According to Pray, the mayor’s office has not budged on the unions’ request for more flexibility for jobs that don’t require an in-office presence.
Another issue, city employees say, is that their overall compensation—dictated by pay ranges, or “bands,” and “steps” within those bands—is far below market rate in Seattle, which means people are constantly leaving tl he city for other jobs.
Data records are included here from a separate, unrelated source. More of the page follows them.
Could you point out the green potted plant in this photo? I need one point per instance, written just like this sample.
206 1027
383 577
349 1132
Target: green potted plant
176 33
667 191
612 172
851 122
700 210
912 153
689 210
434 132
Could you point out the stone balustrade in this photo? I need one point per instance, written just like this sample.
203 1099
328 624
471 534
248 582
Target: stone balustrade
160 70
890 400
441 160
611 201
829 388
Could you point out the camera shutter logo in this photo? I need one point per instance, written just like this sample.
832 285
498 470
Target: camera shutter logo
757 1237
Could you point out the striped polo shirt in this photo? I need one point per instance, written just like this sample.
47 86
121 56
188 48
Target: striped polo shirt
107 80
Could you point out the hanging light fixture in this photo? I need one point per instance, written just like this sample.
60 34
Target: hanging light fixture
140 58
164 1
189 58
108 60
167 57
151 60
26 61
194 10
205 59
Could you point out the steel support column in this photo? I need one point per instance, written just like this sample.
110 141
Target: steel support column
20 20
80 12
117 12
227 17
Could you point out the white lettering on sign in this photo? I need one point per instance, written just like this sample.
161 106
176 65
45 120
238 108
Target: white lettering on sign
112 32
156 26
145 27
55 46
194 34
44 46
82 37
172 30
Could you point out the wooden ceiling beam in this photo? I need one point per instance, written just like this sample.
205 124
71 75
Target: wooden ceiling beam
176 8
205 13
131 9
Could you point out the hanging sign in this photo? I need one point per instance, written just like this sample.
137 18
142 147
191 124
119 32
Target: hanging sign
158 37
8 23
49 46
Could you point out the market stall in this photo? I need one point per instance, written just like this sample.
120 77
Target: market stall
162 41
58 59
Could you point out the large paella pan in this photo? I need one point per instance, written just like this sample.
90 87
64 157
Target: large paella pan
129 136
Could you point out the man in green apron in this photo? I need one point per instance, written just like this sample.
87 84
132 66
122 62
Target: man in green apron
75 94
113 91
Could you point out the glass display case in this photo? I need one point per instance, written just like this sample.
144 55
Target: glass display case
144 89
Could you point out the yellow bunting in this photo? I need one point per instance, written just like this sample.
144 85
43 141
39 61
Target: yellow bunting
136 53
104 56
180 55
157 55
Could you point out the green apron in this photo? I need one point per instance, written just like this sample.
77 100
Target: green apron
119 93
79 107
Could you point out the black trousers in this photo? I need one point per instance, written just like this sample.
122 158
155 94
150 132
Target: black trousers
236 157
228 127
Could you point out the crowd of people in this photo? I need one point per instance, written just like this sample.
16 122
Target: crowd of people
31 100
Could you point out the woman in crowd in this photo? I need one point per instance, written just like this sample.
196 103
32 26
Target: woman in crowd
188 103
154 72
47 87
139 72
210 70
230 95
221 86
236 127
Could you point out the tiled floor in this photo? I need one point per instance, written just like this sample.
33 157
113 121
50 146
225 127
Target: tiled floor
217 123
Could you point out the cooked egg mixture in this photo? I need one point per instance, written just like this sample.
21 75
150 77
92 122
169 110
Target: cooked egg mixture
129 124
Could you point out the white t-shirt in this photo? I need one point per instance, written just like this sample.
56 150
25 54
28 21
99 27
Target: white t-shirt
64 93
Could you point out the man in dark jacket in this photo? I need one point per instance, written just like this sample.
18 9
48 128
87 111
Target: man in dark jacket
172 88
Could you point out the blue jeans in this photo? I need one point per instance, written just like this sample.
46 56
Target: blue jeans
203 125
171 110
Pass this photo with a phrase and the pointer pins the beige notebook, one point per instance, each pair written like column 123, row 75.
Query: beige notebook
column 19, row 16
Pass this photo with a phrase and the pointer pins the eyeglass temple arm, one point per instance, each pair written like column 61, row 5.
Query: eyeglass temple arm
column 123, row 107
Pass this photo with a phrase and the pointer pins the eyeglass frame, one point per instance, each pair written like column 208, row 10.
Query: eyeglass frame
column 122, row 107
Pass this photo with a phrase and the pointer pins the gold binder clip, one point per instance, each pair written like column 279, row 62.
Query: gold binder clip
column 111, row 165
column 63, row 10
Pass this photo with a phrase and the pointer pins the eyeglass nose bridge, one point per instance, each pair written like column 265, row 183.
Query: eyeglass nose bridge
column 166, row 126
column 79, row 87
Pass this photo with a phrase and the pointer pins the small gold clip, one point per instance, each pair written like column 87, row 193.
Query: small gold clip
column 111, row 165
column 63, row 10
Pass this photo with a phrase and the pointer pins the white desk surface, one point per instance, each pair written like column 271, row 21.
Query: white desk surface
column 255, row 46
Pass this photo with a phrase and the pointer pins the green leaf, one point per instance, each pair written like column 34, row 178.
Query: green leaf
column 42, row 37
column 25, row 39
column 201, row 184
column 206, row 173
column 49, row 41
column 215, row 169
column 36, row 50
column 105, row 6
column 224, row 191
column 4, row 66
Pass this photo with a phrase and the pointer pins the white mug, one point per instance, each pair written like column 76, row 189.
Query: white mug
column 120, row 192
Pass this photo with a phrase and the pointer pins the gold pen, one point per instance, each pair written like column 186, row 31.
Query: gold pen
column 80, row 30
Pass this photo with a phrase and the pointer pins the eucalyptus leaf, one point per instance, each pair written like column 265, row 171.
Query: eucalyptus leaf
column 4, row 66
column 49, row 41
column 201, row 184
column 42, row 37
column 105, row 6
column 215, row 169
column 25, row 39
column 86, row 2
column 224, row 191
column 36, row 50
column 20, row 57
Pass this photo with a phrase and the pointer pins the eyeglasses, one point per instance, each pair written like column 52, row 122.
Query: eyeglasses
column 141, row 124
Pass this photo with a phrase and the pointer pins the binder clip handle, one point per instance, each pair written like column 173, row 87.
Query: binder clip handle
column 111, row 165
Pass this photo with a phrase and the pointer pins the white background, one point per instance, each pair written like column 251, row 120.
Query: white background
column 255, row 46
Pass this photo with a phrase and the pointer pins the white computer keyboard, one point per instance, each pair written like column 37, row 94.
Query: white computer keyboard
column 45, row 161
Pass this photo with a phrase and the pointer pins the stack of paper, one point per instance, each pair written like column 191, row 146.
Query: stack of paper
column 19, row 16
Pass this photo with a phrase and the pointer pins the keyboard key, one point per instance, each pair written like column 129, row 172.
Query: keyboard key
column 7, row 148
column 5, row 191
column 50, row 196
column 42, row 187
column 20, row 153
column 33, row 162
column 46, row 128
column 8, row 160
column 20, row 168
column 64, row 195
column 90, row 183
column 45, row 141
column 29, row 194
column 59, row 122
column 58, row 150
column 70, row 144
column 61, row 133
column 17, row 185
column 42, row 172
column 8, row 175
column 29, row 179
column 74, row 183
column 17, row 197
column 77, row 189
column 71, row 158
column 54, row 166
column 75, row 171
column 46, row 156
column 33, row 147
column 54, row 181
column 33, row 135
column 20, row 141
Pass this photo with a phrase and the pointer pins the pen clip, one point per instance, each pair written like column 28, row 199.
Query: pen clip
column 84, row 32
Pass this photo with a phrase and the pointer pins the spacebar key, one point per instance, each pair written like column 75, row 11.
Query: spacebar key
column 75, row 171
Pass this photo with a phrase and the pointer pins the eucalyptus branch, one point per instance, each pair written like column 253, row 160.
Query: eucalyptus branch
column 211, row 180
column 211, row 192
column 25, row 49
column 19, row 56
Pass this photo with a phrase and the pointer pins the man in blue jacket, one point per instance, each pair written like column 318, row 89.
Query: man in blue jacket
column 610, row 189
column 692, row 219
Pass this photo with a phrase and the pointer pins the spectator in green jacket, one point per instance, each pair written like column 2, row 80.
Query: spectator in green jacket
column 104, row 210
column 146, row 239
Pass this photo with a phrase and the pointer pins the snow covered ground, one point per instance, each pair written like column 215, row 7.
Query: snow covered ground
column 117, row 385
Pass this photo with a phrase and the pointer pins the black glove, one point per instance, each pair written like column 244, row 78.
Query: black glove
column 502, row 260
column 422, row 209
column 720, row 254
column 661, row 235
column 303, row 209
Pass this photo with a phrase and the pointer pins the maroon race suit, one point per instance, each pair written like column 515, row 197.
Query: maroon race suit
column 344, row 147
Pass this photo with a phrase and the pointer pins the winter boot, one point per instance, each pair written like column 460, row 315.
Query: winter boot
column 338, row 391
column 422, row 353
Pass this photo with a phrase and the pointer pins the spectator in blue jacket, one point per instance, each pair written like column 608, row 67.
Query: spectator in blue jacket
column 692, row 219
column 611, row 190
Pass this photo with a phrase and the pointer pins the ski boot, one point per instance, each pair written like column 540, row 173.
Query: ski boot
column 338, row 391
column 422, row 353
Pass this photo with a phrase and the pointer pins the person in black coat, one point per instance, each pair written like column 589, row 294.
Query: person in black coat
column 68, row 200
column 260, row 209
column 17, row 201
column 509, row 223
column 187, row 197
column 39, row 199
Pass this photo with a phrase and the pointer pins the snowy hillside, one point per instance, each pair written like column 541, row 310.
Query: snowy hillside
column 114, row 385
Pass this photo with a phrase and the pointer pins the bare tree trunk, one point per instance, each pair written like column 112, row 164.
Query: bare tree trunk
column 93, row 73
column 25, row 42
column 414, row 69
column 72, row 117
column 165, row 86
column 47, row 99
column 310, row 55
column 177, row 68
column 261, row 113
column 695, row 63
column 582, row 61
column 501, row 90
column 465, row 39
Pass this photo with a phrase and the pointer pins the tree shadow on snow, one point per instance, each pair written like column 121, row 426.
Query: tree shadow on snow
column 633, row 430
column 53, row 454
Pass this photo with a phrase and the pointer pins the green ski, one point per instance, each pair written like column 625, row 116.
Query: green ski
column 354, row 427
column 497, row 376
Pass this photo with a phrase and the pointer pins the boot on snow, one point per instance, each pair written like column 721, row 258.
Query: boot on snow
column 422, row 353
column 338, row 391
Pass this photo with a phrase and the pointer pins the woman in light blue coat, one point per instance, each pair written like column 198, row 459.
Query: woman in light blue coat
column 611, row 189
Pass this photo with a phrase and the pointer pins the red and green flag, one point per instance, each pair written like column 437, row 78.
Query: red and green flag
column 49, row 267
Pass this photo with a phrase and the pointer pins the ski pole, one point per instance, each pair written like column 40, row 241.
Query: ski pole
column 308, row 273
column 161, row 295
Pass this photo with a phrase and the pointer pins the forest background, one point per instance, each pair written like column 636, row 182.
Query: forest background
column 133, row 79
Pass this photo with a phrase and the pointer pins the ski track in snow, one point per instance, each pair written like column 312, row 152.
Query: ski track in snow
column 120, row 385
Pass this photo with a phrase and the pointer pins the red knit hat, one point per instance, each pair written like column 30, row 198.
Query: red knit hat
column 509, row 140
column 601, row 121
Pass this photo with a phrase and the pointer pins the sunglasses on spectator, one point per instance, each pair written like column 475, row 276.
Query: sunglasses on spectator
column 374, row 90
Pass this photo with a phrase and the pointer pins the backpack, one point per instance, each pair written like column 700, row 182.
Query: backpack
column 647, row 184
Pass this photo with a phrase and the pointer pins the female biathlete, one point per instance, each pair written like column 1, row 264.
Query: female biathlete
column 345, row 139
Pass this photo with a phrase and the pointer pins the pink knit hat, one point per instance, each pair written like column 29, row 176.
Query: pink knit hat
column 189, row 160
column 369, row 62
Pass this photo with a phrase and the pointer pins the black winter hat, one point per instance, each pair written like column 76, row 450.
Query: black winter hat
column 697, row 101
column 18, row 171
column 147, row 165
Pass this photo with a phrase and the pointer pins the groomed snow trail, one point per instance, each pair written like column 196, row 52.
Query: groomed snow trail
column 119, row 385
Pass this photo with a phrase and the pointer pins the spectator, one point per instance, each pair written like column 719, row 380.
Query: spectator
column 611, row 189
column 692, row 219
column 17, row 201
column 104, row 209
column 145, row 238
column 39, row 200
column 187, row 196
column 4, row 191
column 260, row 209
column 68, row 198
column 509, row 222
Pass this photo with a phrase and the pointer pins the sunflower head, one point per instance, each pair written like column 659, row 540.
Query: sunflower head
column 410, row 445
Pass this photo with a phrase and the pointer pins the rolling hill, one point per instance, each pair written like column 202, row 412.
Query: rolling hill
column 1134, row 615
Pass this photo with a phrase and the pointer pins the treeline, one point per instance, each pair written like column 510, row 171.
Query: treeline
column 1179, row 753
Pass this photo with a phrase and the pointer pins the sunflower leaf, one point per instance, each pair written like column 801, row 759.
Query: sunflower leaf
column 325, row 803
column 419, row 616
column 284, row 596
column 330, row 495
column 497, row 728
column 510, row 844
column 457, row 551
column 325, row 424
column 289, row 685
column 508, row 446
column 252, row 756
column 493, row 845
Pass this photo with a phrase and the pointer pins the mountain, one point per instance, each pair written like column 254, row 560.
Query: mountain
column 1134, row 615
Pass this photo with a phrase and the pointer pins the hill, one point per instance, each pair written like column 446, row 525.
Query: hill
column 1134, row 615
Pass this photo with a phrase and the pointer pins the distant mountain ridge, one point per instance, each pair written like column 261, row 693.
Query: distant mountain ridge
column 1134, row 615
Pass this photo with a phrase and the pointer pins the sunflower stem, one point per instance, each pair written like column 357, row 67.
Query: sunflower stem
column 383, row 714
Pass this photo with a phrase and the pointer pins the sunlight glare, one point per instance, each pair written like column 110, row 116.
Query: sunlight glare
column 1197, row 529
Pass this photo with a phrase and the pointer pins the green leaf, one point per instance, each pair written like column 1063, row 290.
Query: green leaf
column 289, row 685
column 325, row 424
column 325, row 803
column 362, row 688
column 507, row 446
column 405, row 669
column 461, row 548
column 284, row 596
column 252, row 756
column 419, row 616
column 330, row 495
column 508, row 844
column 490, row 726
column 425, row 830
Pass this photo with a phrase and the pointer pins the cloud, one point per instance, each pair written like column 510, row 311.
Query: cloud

Pray said the coalition of unions asked for market adjustments for a “small percent” of the workers they represent, but “we’re seeing very, very little movement on that front.”
Engineers like Brooks make some of the least competitive wages in the city—about 17 percent less than their private market equivalents, a recent city-commissioned market analysis found. As a result, Brooks said, “engineers are leaving left and right,” and “we can’t hire quality new engineers, whether experienced or just out of school,” because they can make much more in the private sector. “We are not a competitive employer at this point.”
Employees with Ingram’s job classification start at around $58,000 a year and max out at $65,000; increasing their wages one percent would add just $22 to $25 to their twice-monthly paychecks. Ingram, who is Black, said it’s ironic to hear Harrell talk about the need for racial equity in compensation and hiring when many public-facing and administrative jobs like hers, which are held mostly by women of color, are “significantly under market.” By lowering the real wages of workers like her, “He’s actually doing the opposite of what he says he wants to do,” Ingram said.
Starting in 2025, the city is facing a “structural” budget shortfall—that is, a gap between revenues and projected spending—of more than $200 million a year, as temporary federal funding for programs begun during the COVID pandemic goes away. “The mayor is saying ‘I’ve got a $200 million shortfall that I need to fix,” Pray said. “But every other municipality and county in this region also went through COVID and has those same issues,” and only the city of Seattle is refusing to meaningfully raise workers’ wages.
Since he started at PROTEC17 in 2017, Pray added, “we have seen the roller coaster of the economy being really great and really bad, and I have never not heard that the city is broke.” The city council is currently considering a list of revenue options that could help close the gap, including expansion of the JumpStart payroll tax on the city’s largest high-paying companies, a capital gains tax, and a tax on companies with outsized CEO pay.
Meanwhile, weekly negotiating sessions continue—as do plans for a rally of city workers on the steps of City Hall at 3:30pm on September 19. Employees are being asked to take leave to attend the rally, but a future strike isn’t out of the question.
Even a one-day citywide strike would be unprecedented. State law does not explicitly grant the right to strike, and former attorney general Rob McKenna issued an opinion in 2006 saying public employees “do not have a legally protected right to strike.” Nonetheless, teachers’ strikes happen regularly, often with significant public support. In LA, thousands of workers went on a one-day strike earlier this month to protest what they called unfair labor practices during contract negotiations, although the impact of the action on the contract itself remains to be seen.
Here in Seattle, “in terms of a strike,we’re just not there right now,” Pray said. “We are putting all of our energy into this rally and seeing what kind of movement we can get” from the city.
“Nobody wants to be on strike,” Pray continued. “And we think we can get a fair contract without having to do that. But with that being said, you can’t just [accept] something that is super subpar.”